Last time I was in your position I used a product called jflex.

Java's regex doesn't provide the traditional O(N log M) performance guarantees of true regular expression engines (for input strings of length N, and patterns of length M). Instead it inherits from its perl roots exponential time for some patterns. Unfortunately these pathological patterns, while rare in normal use, are all too common when combining regexes as you propose to do (I can attest to this from personal experience).
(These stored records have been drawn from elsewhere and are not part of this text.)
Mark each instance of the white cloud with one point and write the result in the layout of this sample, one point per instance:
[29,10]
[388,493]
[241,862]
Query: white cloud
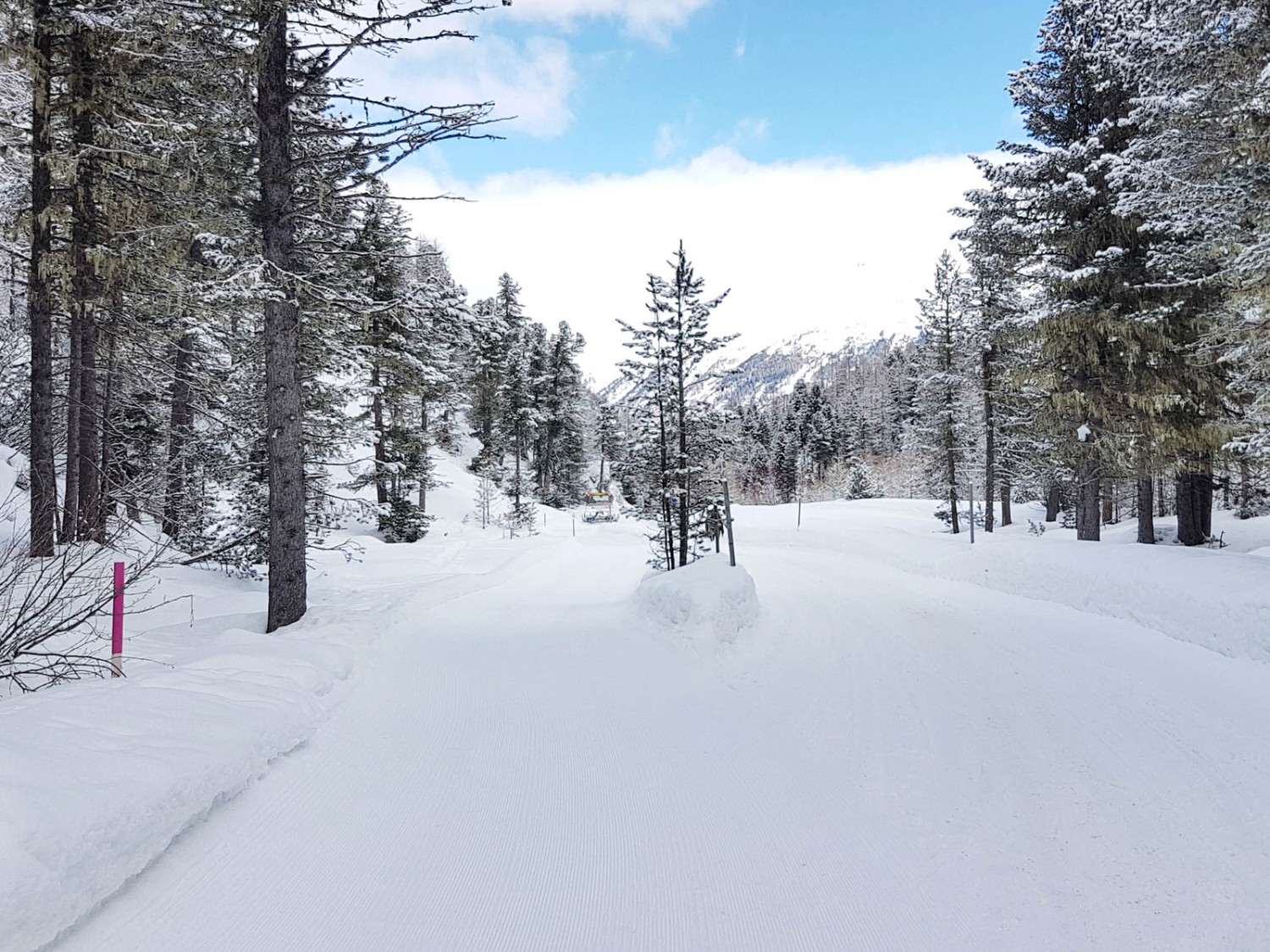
[652,19]
[813,245]
[668,141]
[533,80]
[749,131]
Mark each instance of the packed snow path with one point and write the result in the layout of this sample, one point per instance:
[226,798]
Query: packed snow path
[884,762]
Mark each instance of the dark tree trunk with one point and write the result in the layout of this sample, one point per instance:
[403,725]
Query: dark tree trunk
[70,502]
[427,448]
[381,449]
[86,238]
[1146,509]
[289,584]
[178,438]
[1089,527]
[40,309]
[107,469]
[1190,531]
[1053,503]
[990,429]
[1204,494]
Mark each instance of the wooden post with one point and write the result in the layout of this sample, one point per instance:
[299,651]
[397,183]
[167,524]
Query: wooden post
[117,626]
[726,520]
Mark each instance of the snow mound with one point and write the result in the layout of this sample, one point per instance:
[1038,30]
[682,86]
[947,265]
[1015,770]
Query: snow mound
[708,597]
[102,776]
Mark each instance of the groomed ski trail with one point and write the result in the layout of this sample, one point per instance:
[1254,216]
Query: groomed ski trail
[886,762]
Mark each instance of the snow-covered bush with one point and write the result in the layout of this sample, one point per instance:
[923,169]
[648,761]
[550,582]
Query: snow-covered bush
[706,598]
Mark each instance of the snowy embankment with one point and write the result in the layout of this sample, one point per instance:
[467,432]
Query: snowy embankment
[708,603]
[1214,598]
[98,777]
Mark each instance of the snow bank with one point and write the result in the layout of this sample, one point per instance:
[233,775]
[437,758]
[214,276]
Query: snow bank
[98,777]
[1218,599]
[706,598]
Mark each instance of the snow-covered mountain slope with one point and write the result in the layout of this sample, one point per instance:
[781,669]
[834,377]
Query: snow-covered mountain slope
[741,377]
[914,744]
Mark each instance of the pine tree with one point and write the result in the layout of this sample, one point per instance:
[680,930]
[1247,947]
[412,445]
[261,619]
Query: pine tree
[677,434]
[941,431]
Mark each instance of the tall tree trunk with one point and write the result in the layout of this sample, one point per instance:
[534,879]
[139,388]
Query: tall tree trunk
[40,309]
[1146,509]
[86,239]
[1190,531]
[70,502]
[1089,527]
[1204,494]
[289,583]
[1053,502]
[178,438]
[381,451]
[427,449]
[107,414]
[990,429]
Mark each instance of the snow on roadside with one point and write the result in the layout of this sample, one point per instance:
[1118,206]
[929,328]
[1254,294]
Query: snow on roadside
[98,777]
[1217,599]
[101,776]
[708,603]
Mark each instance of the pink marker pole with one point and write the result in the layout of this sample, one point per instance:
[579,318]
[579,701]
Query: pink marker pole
[117,629]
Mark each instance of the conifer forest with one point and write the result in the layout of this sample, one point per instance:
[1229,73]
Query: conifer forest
[548,475]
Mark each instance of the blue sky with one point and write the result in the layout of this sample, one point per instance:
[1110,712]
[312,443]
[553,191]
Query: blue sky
[865,81]
[808,154]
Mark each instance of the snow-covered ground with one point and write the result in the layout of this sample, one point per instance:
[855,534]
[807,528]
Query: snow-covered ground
[879,739]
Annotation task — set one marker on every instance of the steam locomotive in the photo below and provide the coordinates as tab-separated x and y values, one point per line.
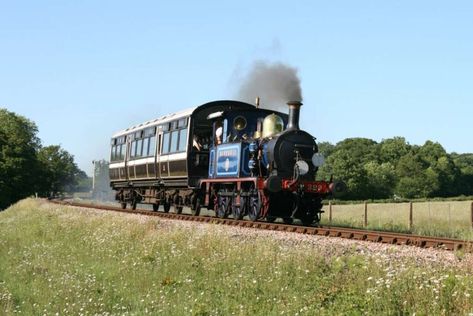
227	156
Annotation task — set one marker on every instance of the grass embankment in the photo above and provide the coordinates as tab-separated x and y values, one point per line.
434	218
69	261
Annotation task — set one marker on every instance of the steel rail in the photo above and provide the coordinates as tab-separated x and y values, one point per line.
329	231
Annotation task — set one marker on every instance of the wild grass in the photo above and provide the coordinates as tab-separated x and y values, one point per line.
65	261
435	218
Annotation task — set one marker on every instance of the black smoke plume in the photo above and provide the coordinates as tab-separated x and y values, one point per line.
275	84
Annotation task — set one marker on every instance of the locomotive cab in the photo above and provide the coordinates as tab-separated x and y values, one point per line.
233	133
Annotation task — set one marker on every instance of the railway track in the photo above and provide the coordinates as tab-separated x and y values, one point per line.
341	232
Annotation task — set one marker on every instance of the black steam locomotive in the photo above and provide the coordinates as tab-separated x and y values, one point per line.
227	156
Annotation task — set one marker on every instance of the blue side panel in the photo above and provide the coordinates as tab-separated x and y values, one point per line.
228	160
212	163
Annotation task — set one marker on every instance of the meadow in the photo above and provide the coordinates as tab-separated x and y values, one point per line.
57	260
430	218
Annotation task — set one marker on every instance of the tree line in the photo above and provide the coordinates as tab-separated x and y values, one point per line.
393	168
28	168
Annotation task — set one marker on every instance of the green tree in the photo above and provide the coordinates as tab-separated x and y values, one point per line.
464	182
392	149
59	171
347	163
381	179
18	163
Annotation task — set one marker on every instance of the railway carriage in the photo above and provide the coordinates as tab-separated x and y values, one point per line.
228	156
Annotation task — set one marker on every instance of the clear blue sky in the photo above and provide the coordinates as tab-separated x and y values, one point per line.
84	69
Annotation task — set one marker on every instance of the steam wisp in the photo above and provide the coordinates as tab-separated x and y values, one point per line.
276	84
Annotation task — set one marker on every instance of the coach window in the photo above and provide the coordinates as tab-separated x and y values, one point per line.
165	149
174	141
139	147
182	140
133	149
152	146
145	147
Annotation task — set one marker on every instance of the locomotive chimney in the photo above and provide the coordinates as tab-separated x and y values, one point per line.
294	111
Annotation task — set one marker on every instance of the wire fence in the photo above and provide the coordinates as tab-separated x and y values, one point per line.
436	218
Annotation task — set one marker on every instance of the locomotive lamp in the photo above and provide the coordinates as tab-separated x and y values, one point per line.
318	160
272	125
294	112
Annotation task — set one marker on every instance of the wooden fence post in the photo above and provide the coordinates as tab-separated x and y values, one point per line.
330	212
410	216
471	214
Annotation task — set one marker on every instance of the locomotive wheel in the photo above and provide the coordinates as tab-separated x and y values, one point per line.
238	211
166	206
308	218
196	207
177	205
254	207
223	209
288	220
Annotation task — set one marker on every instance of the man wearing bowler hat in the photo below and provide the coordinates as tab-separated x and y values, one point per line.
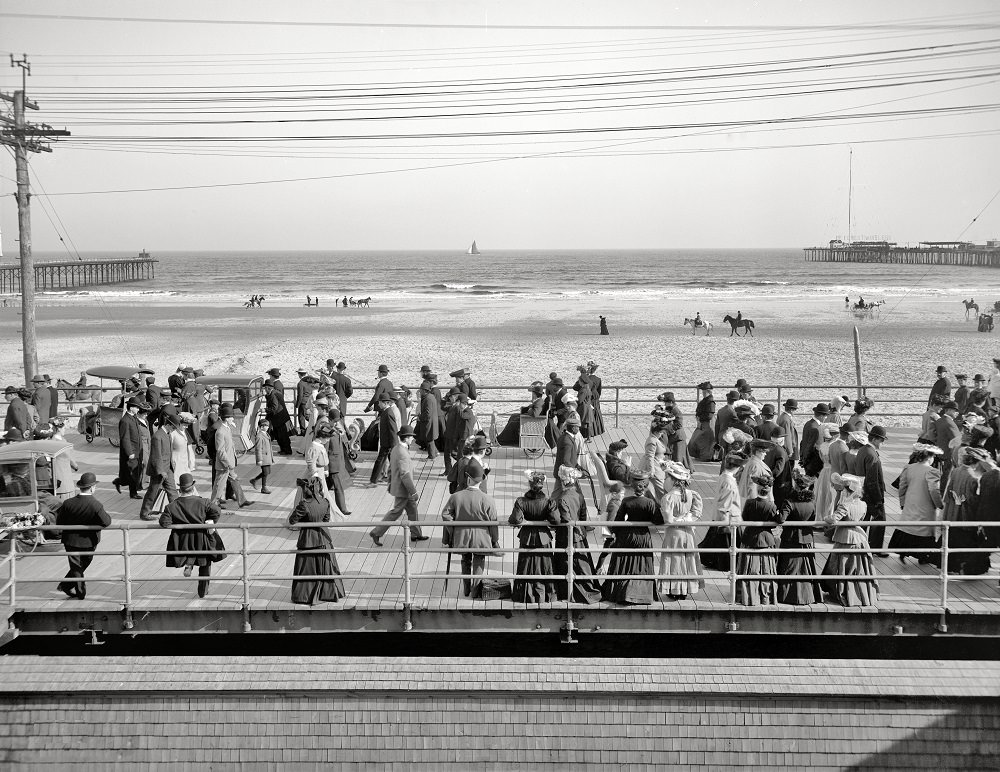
130	456
383	388
225	460
786	422
402	488
82	509
810	430
868	465
160	468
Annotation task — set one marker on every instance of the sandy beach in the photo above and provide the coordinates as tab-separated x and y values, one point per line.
511	341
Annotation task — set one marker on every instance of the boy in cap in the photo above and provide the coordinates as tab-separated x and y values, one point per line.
82	509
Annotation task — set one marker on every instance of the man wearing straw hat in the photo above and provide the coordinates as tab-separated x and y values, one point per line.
82	509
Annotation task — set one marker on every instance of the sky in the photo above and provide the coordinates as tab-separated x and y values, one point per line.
523	125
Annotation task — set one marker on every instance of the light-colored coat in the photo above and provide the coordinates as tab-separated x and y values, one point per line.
401	473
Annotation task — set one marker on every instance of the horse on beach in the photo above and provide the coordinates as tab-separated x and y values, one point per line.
696	323
746	324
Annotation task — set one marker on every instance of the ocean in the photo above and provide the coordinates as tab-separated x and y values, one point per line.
213	276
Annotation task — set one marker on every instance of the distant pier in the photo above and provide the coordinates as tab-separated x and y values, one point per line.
81	273
926	253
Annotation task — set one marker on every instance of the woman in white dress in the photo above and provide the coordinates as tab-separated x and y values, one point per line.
681	508
181	451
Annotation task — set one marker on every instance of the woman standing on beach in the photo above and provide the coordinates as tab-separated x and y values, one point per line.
761	517
314	548
729	509
852	555
572	508
535	513
654	452
919	499
681	507
798	514
639	541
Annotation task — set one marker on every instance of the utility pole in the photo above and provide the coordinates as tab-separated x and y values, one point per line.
25	137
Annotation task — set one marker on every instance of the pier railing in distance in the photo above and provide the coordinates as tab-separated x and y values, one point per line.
20	541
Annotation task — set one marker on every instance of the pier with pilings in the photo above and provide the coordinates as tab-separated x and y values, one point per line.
71	274
925	253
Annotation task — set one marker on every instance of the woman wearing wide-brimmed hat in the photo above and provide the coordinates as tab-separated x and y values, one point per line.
638	561
797	513
852	555
919	499
535	513
681	508
314	556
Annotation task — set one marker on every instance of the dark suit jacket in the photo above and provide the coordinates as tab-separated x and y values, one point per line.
161	460
383	390
128	436
82	510
867	464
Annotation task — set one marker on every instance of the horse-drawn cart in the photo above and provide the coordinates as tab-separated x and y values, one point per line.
104	421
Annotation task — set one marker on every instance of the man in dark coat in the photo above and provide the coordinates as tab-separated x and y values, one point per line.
18	416
130	456
277	414
726	416
82	509
53	398
343	387
942	386
810	430
868	465
388	427
160	467
383	388
188	508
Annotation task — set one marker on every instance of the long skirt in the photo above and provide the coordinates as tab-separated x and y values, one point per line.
798	593
639	592
534	559
756	592
585	589
717	537
702	443
857	562
911	546
314	563
675	564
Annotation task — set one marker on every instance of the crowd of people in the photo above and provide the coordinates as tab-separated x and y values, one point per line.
824	475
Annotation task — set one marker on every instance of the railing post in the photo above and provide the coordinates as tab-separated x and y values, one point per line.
943	624
127	562
407	619
244	552
569	628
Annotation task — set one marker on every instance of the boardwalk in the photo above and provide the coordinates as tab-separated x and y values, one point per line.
159	598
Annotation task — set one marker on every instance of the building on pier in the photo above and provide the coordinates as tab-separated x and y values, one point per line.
71	274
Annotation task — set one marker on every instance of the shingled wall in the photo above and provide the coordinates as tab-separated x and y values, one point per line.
440	714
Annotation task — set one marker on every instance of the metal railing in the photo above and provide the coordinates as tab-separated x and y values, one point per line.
408	575
620	401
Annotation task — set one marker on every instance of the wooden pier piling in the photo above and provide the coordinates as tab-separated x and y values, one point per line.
71	274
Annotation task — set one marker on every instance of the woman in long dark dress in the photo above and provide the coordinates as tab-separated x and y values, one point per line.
797	507
315	555
534	512
572	508
639	508
757	536
190	509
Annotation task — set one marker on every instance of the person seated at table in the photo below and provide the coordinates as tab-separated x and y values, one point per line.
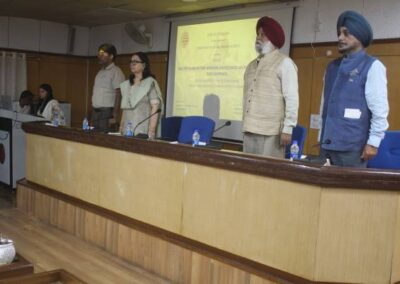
48	106
141	97
25	103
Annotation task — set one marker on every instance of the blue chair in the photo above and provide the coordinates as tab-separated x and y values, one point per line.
204	124
388	156
299	134
170	127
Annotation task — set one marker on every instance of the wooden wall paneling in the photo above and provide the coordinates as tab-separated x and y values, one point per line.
346	219
305	73
95	229
66	217
42	206
395	277
170	261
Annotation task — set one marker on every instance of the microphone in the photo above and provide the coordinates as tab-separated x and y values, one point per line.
223	125
94	129
326	142
144	135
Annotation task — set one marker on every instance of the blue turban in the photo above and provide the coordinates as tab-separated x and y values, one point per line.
357	25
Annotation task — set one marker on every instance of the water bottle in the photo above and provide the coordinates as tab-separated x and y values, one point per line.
85	124
129	129
294	151
195	137
55	118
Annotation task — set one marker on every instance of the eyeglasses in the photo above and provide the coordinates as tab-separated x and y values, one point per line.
135	62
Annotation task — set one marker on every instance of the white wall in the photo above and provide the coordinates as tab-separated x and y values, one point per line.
34	35
315	20
116	35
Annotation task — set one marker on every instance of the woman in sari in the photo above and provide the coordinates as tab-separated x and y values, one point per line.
141	98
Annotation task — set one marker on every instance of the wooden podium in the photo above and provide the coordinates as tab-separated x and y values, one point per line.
191	215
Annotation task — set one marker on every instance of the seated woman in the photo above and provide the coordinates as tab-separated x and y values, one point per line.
48	106
25	103
141	97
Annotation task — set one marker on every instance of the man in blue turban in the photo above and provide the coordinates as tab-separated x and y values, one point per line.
354	106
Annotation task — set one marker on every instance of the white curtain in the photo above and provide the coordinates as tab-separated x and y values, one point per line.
12	77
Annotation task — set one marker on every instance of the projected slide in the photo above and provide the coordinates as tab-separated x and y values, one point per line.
210	62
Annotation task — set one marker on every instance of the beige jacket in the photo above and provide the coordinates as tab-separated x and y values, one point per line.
270	98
Consequently, my advice is to either:

a) pre-compile your patterns as "static final Pattern" constants, so they will be initialized once during [cinit]; or

b) switch to a lexer package such as jflex, which will provide a more declarative, and far more readable, syntax to approach this sort of cascading/sequential regex processing; and

c) seriously consider using a parser generator package. My current favourite is Beaver, but CUP is also a good option. Both of these are excellent tools and I highly recommend both of them, and as they both sit on top of jflex you can add them as/when you need them.

That being said, if you haven't used a parser-generator before and you are in a hurry, it will be easier to get up to speed with JavaCC. Not as powerful as Beaver/CUP but its parsing model is easier to understand.

Whatever you do, please don't use Antlr. It is very fashionable, and has great cheerleaders, but its online documentation sucks, its syntax is awkward, its performance is poor, and its scannerless design makes several common simple cases painful to handle. You would be better off using an abomination like sablecc(v1).

Note: Yes I have used everything I have mentioned above, and more besides; so this advice comes from personal experience.

Recurse
Thanks for the list of tools, and the tip on static final -- I am definitely going to make sure to do that.
Noah_R-C